Being one who deals with her own whacked out family drama on a regular basis, I admire the courage both of you show in putting it all out there. I can't and won't do it, not even anonymously, because I simply don't want to deal with the backlash. There are times when I probably should, times that might help someone else get through something. Thank you for doing that. I'm glad all this came out so that you and Crystal could finally have a discussion about it. Silver lining and all that. Things left unsaid do more damage than those said.
Keep communication open, guys. You're in my prayers.
You are a damn wise man Chris, to identify the drugs rather than the person. I almost lost my brest friend because I couldn't separate the behavior as a mental illness from the person I had known and loved.
Love to you and yours.
Tiggy (who somehow became Chimera and doesn't know how that happened)

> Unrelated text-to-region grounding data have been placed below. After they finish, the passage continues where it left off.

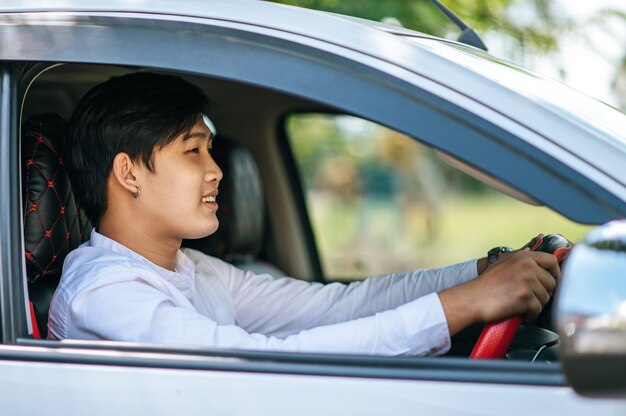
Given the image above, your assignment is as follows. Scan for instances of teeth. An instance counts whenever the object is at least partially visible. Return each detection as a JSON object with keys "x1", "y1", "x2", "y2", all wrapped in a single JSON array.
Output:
[{"x1": 202, "y1": 195, "x2": 216, "y2": 203}]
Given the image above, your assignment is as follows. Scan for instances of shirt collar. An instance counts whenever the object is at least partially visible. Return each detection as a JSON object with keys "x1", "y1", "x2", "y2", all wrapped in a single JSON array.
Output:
[{"x1": 88, "y1": 229, "x2": 196, "y2": 283}]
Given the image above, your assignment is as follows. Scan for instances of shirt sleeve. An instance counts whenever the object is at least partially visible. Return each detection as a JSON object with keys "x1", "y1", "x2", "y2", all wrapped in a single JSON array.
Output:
[
  {"x1": 203, "y1": 255, "x2": 477, "y2": 338},
  {"x1": 67, "y1": 278, "x2": 451, "y2": 356}
]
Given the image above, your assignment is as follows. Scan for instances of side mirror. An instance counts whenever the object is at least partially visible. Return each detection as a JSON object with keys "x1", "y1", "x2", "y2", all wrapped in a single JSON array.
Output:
[{"x1": 556, "y1": 219, "x2": 626, "y2": 398}]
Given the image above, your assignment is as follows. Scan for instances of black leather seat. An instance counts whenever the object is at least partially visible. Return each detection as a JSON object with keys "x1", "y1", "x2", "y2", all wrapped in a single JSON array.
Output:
[
  {"x1": 183, "y1": 138, "x2": 284, "y2": 277},
  {"x1": 22, "y1": 113, "x2": 91, "y2": 338}
]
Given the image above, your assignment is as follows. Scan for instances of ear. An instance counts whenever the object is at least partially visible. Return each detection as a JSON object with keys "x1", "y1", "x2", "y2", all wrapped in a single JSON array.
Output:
[{"x1": 111, "y1": 152, "x2": 141, "y2": 195}]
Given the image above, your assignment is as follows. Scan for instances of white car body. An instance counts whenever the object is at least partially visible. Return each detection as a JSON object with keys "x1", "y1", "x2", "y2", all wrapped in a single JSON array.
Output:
[{"x1": 0, "y1": 0, "x2": 625, "y2": 414}]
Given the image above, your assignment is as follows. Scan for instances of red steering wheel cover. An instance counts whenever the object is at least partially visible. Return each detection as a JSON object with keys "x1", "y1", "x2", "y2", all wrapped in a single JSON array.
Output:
[
  {"x1": 470, "y1": 316, "x2": 522, "y2": 359},
  {"x1": 470, "y1": 235, "x2": 571, "y2": 360}
]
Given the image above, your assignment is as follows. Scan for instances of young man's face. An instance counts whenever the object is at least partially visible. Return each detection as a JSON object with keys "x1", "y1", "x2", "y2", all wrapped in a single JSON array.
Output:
[{"x1": 135, "y1": 119, "x2": 222, "y2": 241}]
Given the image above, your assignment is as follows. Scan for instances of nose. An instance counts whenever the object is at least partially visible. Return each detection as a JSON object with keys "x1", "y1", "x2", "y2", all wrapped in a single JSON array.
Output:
[{"x1": 204, "y1": 152, "x2": 223, "y2": 183}]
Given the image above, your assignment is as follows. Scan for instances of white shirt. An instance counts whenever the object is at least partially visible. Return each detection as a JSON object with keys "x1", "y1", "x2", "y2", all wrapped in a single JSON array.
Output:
[{"x1": 48, "y1": 230, "x2": 478, "y2": 356}]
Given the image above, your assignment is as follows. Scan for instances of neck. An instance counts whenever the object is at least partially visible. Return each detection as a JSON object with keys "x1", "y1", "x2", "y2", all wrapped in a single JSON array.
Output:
[{"x1": 98, "y1": 215, "x2": 181, "y2": 271}]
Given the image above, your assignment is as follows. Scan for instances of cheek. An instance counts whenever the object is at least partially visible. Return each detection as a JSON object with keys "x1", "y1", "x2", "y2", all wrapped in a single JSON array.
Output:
[
  {"x1": 145, "y1": 155, "x2": 206, "y2": 209},
  {"x1": 162, "y1": 177, "x2": 192, "y2": 202},
  {"x1": 157, "y1": 169, "x2": 201, "y2": 206}
]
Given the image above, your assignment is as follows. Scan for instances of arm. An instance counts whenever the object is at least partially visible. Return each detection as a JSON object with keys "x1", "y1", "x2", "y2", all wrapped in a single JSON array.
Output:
[
  {"x1": 185, "y1": 249, "x2": 477, "y2": 337},
  {"x1": 67, "y1": 279, "x2": 452, "y2": 356}
]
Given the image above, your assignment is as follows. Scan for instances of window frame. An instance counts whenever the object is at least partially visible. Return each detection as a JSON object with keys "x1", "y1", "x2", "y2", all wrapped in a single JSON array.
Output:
[{"x1": 0, "y1": 63, "x2": 30, "y2": 344}]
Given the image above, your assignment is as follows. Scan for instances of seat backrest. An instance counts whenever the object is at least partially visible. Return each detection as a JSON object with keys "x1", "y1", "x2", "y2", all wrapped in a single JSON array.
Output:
[
  {"x1": 22, "y1": 113, "x2": 91, "y2": 338},
  {"x1": 183, "y1": 138, "x2": 284, "y2": 277}
]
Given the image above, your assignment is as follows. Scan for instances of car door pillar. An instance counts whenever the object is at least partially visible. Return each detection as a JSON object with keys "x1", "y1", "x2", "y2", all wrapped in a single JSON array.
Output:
[{"x1": 0, "y1": 65, "x2": 29, "y2": 343}]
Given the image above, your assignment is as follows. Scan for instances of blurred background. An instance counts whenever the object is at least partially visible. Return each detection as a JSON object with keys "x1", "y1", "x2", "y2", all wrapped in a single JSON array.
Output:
[
  {"x1": 267, "y1": 0, "x2": 626, "y2": 280},
  {"x1": 268, "y1": 0, "x2": 626, "y2": 109}
]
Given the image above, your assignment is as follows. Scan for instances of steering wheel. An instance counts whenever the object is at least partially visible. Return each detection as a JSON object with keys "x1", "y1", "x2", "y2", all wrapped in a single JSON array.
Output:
[{"x1": 469, "y1": 234, "x2": 571, "y2": 359}]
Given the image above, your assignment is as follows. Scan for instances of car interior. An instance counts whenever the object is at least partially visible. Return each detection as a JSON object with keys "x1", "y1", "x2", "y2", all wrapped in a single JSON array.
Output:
[
  {"x1": 19, "y1": 62, "x2": 563, "y2": 360},
  {"x1": 21, "y1": 63, "x2": 335, "y2": 338}
]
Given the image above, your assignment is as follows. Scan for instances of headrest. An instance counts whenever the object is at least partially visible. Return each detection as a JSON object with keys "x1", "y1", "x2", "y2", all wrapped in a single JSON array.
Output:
[
  {"x1": 22, "y1": 113, "x2": 91, "y2": 283},
  {"x1": 184, "y1": 138, "x2": 265, "y2": 261}
]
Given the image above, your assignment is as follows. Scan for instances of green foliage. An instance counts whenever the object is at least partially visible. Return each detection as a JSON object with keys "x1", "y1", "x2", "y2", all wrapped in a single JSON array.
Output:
[
  {"x1": 589, "y1": 8, "x2": 626, "y2": 111},
  {"x1": 269, "y1": 0, "x2": 626, "y2": 108},
  {"x1": 266, "y1": 0, "x2": 570, "y2": 55}
]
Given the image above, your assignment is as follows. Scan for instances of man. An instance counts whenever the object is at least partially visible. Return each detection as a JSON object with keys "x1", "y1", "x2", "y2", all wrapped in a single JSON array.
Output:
[{"x1": 48, "y1": 72, "x2": 559, "y2": 356}]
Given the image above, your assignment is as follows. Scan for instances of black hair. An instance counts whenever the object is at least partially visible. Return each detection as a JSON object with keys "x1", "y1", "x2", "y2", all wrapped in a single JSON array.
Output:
[{"x1": 66, "y1": 72, "x2": 211, "y2": 225}]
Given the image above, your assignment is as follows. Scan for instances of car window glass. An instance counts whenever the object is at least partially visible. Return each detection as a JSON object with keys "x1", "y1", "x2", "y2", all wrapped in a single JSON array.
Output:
[{"x1": 286, "y1": 113, "x2": 593, "y2": 281}]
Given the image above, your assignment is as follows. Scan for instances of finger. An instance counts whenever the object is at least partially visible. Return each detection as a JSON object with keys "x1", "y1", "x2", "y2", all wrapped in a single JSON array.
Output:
[
  {"x1": 534, "y1": 265, "x2": 557, "y2": 296},
  {"x1": 529, "y1": 251, "x2": 561, "y2": 280},
  {"x1": 526, "y1": 296, "x2": 543, "y2": 320},
  {"x1": 530, "y1": 276, "x2": 552, "y2": 306}
]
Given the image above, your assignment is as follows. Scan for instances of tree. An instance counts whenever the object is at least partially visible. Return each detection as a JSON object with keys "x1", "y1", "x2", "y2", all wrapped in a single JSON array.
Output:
[
  {"x1": 268, "y1": 1, "x2": 626, "y2": 107},
  {"x1": 595, "y1": 8, "x2": 626, "y2": 110},
  {"x1": 265, "y1": 0, "x2": 573, "y2": 59}
]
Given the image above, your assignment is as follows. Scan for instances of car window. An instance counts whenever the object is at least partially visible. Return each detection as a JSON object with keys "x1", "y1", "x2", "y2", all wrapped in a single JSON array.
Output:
[{"x1": 286, "y1": 113, "x2": 593, "y2": 281}]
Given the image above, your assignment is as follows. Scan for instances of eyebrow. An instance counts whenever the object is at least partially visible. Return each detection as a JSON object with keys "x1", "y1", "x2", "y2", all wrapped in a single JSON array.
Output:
[{"x1": 183, "y1": 131, "x2": 213, "y2": 141}]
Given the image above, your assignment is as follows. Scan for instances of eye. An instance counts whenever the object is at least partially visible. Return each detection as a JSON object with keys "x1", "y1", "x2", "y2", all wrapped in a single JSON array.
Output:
[{"x1": 187, "y1": 147, "x2": 200, "y2": 154}]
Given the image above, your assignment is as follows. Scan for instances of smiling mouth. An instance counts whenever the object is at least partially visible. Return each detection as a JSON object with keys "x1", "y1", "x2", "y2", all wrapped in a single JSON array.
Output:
[{"x1": 201, "y1": 195, "x2": 216, "y2": 203}]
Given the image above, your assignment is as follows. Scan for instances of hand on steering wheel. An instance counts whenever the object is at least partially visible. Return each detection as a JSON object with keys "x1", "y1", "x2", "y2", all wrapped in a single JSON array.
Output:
[{"x1": 469, "y1": 234, "x2": 571, "y2": 359}]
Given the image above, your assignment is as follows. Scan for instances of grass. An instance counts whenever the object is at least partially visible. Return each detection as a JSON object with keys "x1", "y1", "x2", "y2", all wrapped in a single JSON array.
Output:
[{"x1": 309, "y1": 192, "x2": 594, "y2": 280}]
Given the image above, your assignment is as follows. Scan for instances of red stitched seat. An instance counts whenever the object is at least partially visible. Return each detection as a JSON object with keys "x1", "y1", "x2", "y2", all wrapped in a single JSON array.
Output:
[{"x1": 22, "y1": 113, "x2": 91, "y2": 338}]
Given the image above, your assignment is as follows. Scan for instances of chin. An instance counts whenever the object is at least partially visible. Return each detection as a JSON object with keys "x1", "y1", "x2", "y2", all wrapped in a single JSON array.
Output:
[{"x1": 184, "y1": 221, "x2": 219, "y2": 240}]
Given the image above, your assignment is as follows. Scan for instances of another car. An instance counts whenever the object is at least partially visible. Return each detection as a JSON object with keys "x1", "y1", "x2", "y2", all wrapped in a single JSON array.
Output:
[{"x1": 1, "y1": 0, "x2": 626, "y2": 414}]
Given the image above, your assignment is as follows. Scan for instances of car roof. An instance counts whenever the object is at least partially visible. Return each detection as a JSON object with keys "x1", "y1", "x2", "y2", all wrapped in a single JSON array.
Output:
[{"x1": 1, "y1": 0, "x2": 400, "y2": 39}]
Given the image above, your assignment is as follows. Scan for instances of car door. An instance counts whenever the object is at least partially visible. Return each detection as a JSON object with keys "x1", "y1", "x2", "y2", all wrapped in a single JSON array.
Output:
[{"x1": 1, "y1": 4, "x2": 626, "y2": 414}]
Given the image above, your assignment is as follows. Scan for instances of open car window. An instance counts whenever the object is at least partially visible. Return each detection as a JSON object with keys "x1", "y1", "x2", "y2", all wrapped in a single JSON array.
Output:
[{"x1": 285, "y1": 113, "x2": 593, "y2": 281}]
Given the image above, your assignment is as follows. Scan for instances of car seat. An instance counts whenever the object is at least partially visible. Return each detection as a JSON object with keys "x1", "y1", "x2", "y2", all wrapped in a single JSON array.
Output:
[
  {"x1": 183, "y1": 137, "x2": 284, "y2": 278},
  {"x1": 22, "y1": 113, "x2": 92, "y2": 339}
]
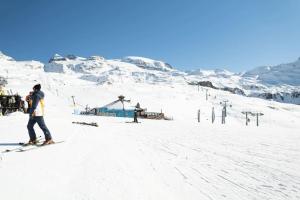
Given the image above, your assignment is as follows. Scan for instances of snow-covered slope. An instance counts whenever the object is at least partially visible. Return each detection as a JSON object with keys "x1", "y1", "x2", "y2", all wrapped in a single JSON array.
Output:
[
  {"x1": 239, "y1": 58, "x2": 300, "y2": 104},
  {"x1": 186, "y1": 60, "x2": 300, "y2": 105},
  {"x1": 243, "y1": 57, "x2": 300, "y2": 86},
  {"x1": 44, "y1": 54, "x2": 186, "y2": 85},
  {"x1": 186, "y1": 69, "x2": 241, "y2": 88},
  {"x1": 0, "y1": 51, "x2": 15, "y2": 61},
  {"x1": 0, "y1": 52, "x2": 300, "y2": 200},
  {"x1": 0, "y1": 52, "x2": 44, "y2": 94},
  {"x1": 121, "y1": 56, "x2": 174, "y2": 72}
]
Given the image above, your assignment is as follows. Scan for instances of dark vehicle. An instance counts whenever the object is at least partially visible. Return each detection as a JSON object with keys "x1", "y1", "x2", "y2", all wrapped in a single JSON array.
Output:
[{"x1": 0, "y1": 95, "x2": 24, "y2": 115}]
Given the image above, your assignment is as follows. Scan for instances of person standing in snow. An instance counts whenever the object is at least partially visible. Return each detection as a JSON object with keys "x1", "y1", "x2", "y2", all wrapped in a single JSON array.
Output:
[
  {"x1": 0, "y1": 86, "x2": 7, "y2": 115},
  {"x1": 26, "y1": 84, "x2": 54, "y2": 145},
  {"x1": 133, "y1": 102, "x2": 141, "y2": 123},
  {"x1": 133, "y1": 109, "x2": 138, "y2": 123},
  {"x1": 0, "y1": 85, "x2": 6, "y2": 95}
]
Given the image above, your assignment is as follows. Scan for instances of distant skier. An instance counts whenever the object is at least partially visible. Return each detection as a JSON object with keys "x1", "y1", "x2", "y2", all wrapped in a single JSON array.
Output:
[
  {"x1": 0, "y1": 86, "x2": 7, "y2": 115},
  {"x1": 133, "y1": 102, "x2": 141, "y2": 123},
  {"x1": 0, "y1": 85, "x2": 5, "y2": 95},
  {"x1": 26, "y1": 84, "x2": 54, "y2": 145},
  {"x1": 133, "y1": 109, "x2": 138, "y2": 123}
]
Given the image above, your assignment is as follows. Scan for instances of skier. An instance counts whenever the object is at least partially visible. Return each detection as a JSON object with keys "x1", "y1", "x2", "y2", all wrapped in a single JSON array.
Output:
[
  {"x1": 133, "y1": 109, "x2": 138, "y2": 123},
  {"x1": 26, "y1": 84, "x2": 54, "y2": 145},
  {"x1": 133, "y1": 102, "x2": 141, "y2": 123},
  {"x1": 0, "y1": 86, "x2": 6, "y2": 115},
  {"x1": 0, "y1": 85, "x2": 5, "y2": 95}
]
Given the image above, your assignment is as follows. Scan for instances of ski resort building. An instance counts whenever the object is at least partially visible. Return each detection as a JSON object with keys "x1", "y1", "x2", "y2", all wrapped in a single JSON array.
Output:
[
  {"x1": 81, "y1": 95, "x2": 167, "y2": 120},
  {"x1": 83, "y1": 96, "x2": 136, "y2": 118}
]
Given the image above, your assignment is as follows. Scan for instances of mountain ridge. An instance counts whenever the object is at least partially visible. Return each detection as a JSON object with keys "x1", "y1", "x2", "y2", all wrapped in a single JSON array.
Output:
[{"x1": 0, "y1": 51, "x2": 299, "y2": 104}]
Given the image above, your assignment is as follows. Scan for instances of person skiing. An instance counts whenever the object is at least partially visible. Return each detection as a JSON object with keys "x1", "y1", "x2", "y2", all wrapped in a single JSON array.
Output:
[{"x1": 26, "y1": 84, "x2": 54, "y2": 145}]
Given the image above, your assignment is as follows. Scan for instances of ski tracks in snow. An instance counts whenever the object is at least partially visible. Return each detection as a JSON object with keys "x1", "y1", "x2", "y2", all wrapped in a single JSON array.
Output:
[
  {"x1": 0, "y1": 117, "x2": 299, "y2": 200},
  {"x1": 126, "y1": 121, "x2": 300, "y2": 200}
]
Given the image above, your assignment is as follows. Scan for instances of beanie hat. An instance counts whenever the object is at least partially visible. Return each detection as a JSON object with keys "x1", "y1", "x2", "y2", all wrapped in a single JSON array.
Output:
[{"x1": 33, "y1": 84, "x2": 41, "y2": 91}]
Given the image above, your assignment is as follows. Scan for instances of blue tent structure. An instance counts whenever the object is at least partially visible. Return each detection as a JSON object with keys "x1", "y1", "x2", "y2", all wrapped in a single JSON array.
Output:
[
  {"x1": 81, "y1": 96, "x2": 167, "y2": 120},
  {"x1": 96, "y1": 96, "x2": 136, "y2": 118}
]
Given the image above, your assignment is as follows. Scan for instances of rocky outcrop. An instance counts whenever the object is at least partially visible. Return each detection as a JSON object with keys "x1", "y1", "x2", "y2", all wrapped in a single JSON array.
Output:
[
  {"x1": 88, "y1": 56, "x2": 105, "y2": 61},
  {"x1": 0, "y1": 76, "x2": 7, "y2": 86},
  {"x1": 188, "y1": 81, "x2": 218, "y2": 89},
  {"x1": 292, "y1": 91, "x2": 300, "y2": 98},
  {"x1": 48, "y1": 54, "x2": 66, "y2": 63},
  {"x1": 66, "y1": 54, "x2": 77, "y2": 60},
  {"x1": 249, "y1": 92, "x2": 300, "y2": 105},
  {"x1": 222, "y1": 87, "x2": 245, "y2": 95}
]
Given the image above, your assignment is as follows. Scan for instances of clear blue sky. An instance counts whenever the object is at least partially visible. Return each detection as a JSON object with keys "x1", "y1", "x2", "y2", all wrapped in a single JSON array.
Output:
[{"x1": 1, "y1": 0, "x2": 300, "y2": 71}]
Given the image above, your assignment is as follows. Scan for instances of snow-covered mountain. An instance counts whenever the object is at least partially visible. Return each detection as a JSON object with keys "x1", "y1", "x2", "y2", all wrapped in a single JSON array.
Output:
[
  {"x1": 0, "y1": 51, "x2": 15, "y2": 61},
  {"x1": 121, "y1": 56, "x2": 174, "y2": 72},
  {"x1": 243, "y1": 57, "x2": 300, "y2": 86},
  {"x1": 1, "y1": 51, "x2": 300, "y2": 105},
  {"x1": 1, "y1": 51, "x2": 300, "y2": 200},
  {"x1": 186, "y1": 59, "x2": 300, "y2": 104},
  {"x1": 44, "y1": 54, "x2": 186, "y2": 85},
  {"x1": 240, "y1": 58, "x2": 300, "y2": 104}
]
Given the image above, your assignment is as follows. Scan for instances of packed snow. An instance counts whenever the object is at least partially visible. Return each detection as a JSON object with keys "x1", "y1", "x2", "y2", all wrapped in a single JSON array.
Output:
[{"x1": 0, "y1": 52, "x2": 300, "y2": 200}]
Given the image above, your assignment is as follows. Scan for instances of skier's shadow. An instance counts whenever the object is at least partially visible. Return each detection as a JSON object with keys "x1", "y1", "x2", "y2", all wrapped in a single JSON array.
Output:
[{"x1": 0, "y1": 143, "x2": 21, "y2": 146}]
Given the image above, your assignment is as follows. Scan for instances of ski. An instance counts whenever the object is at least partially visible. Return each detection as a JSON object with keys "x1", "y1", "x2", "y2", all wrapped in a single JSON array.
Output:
[
  {"x1": 16, "y1": 141, "x2": 65, "y2": 152},
  {"x1": 2, "y1": 143, "x2": 39, "y2": 153},
  {"x1": 72, "y1": 121, "x2": 98, "y2": 127},
  {"x1": 2, "y1": 137, "x2": 43, "y2": 153}
]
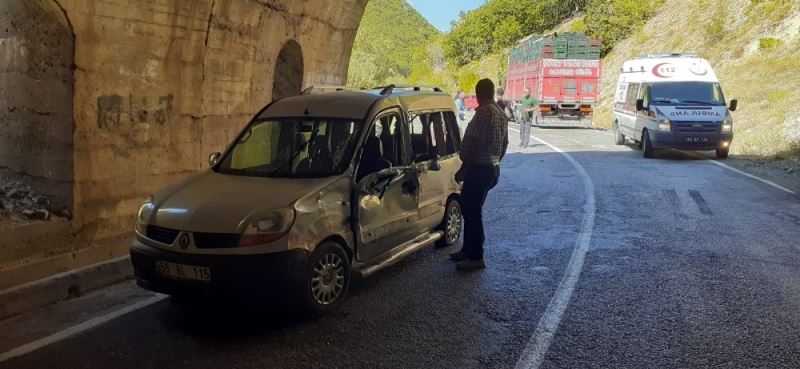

Long time reader and supporter of Crystal's blog... Wanted to say I've had some experience with Ambien myself and it is POTENT. If you don't fall asleep on it right away a lot of times you wind up dreaming while awake, in some crazy Alice-in-wonderland shit in your head as your brain mixes what it's actually seeing with what it's trying to dream.
I'm so sorry for all you two went through over this, but I am glad to see you reach a point where you can move beyond this together.
Two cents:
AMBIEN IS TERRIBLE. Took it once - while in labor (for two days) - as result, childbirth memories have a haze of nightmare-ness when I think back on them. Super kudos for getting everything straightened out there! <3
When my husband took Ambien, he told me stories from his childhood that never happened. I took Ambien only once, and I was talking to people who weren't there and I started crying when my husband initiated lovemaking because I couldn't recognize his face. Crazy shit.
I just wanted to say that I am praying for your family. I am going through a different kind of family drama, so hearing your story helps. I read your wife's blog and think she is an awesome writer. I love her sarcastic sense of humor. Meds can make you do crazy things. I hope her drs can get on the same page. Best wishes!
I couldn't figure out how to comment at Crystal's blog...could you pass this along?
I just wanted to say how disappointed I was when your blog disappeared. I have enjoyed reading your stories. I'll be sad if you decide to no longer share with the world, but there's a lot of very mean people out there, so I do understand. Good Luck in all you do!! God Bless.
On topic:
I think you mean bawling (i.e. crying hysterically) not "balling" (i.e. fucking).
So glad to get another installment of Finley which imho is unfolding brilliantly. Holding good thoughts that the 2 of you are in this for the long haul, bumps, warts and all. Hope your holidays are merry and bright and your 2010 is healthy and harmonious.
Thank you chris. I have wondered for months if not longer what happened to dusty. Dogs bark at night because they are bored. Unfortunately you had a lot to handle, I just am glad that you found rusty a home. It has pained me always wondering, I know a dog or dogs can drive people to do drastic things. but they are innocent, misunderstood beings, just as crystal was under the influence of the meds. (i know, i've been there done that, more than once). Thanks again for loving crystal, and being there for her. You rock. Dogs are a commitment, and you have to have time to spend with them as you do your kids, if you ever get another one, ask me i'll help you find a dog that would fit perfect into a family, with as much as you have going on. i would be dead without my little rotten furry kids. they make my life whole.